"Precious" was the last thing John Brandt-Lee intended his menu to be when he launched Avalon Pasta Bistro in the Philadelphia suburb of Downington, Pennsylvania a little over a year ago, with the forward-thinking idea of introducing diners to smaller European portions. "When we opened, I offered a shareable, small-plates menu that allowed customers to put together an a-la-carte meal," he recalls. "We explained our mission on the menu: ‘Avalon Pasta Bistro is a Tapas-style restaurant designed to promote social interaction while giving everyone the opportunity to try many dishes. Our portion size is approximately 5 to 6 bites.’

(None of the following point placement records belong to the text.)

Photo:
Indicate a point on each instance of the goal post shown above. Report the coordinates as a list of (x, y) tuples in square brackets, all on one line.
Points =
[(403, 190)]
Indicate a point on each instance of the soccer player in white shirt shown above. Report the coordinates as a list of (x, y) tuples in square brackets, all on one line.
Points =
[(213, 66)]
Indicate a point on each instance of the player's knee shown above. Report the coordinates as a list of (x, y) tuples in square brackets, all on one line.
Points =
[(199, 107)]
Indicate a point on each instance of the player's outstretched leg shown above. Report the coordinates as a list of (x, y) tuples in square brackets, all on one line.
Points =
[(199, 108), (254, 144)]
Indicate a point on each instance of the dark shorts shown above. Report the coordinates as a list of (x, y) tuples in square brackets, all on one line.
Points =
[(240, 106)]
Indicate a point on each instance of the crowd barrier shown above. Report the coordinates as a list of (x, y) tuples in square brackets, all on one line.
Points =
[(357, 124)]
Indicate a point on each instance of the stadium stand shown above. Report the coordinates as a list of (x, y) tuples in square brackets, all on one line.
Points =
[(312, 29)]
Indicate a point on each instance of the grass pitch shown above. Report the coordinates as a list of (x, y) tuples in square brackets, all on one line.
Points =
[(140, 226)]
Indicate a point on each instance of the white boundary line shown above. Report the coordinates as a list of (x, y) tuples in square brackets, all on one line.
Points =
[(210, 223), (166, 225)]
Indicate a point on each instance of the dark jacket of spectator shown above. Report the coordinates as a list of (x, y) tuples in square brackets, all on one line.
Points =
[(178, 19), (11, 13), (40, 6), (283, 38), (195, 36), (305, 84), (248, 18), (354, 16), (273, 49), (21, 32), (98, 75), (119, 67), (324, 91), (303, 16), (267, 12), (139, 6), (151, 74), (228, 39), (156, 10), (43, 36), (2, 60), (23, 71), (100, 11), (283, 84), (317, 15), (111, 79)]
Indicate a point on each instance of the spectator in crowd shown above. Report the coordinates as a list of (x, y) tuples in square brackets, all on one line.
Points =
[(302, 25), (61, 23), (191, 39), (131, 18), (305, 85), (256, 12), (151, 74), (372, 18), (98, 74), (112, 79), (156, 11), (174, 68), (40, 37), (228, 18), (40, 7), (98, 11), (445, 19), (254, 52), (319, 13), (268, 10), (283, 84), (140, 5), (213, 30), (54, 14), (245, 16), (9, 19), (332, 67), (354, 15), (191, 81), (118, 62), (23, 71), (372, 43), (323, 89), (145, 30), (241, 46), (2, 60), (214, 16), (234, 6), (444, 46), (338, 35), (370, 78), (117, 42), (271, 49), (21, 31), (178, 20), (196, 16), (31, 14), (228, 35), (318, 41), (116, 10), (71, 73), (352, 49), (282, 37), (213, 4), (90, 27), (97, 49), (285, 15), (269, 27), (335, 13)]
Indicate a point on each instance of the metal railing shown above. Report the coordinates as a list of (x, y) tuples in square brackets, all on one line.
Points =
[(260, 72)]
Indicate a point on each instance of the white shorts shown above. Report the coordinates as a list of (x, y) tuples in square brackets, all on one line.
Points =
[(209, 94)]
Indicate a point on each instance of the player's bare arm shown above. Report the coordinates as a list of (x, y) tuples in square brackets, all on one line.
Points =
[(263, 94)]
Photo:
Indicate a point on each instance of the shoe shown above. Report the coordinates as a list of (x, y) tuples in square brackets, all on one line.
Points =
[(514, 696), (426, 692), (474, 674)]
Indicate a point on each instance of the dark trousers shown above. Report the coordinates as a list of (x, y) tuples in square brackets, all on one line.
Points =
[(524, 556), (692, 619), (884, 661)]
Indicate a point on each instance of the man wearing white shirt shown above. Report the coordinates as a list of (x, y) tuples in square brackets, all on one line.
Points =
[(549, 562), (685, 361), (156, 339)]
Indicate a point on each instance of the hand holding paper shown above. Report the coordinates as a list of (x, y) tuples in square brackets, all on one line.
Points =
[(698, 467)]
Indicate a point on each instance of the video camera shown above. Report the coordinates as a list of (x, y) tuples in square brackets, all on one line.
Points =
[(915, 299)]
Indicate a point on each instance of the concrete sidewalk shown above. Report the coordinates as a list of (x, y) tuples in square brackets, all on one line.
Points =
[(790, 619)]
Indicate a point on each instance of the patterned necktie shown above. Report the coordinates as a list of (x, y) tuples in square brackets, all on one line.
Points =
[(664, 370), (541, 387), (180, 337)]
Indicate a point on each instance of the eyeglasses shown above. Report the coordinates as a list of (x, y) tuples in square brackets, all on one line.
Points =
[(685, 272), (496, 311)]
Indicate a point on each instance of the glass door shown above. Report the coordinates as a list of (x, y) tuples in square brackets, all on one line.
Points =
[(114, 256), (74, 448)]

"Our servers were well trained to deliver the message, but the customers coming in had an Olive Garden mentality. They would order just one $14 plate of pasta and complain that the portions were too small for the price—even though they loved the taste."
Complaints grew so loud that Brandt-Lee had to change his strategy. He got rid of the a-la-carte menu and created a four-plate prix fixe. For $35, guests could order three antipasti and a medium-sized pasta and feel they were getting a good deal. It was the way the chef-owner originally intended his restaurant to work—multiple plates with multiple flavors—but in a different format. "Positive online buzz began to spread to the demographic I wanted to reach—young professionals and couples going out for date night," he says.
Once the word spread, Brandt-Lee was able to revert the menu back to his original a-la-carte, small-plates format—but only from Wednesday to Friday. Antipasti are priced from $7 to $10, flat breads like the popular ricotta, pistachio and white truffle honey, at $15, and pastas, $14 to $17. The change back has also boosted the average check.
"I really didn’t change the selections—I just changed the way people could purchase a meal," says the chef-owner. Nevertheless, "on Saturday nights we still have the $35 prix fixe," he laments. "We had to adapt—the suburbs are so chain-oriented."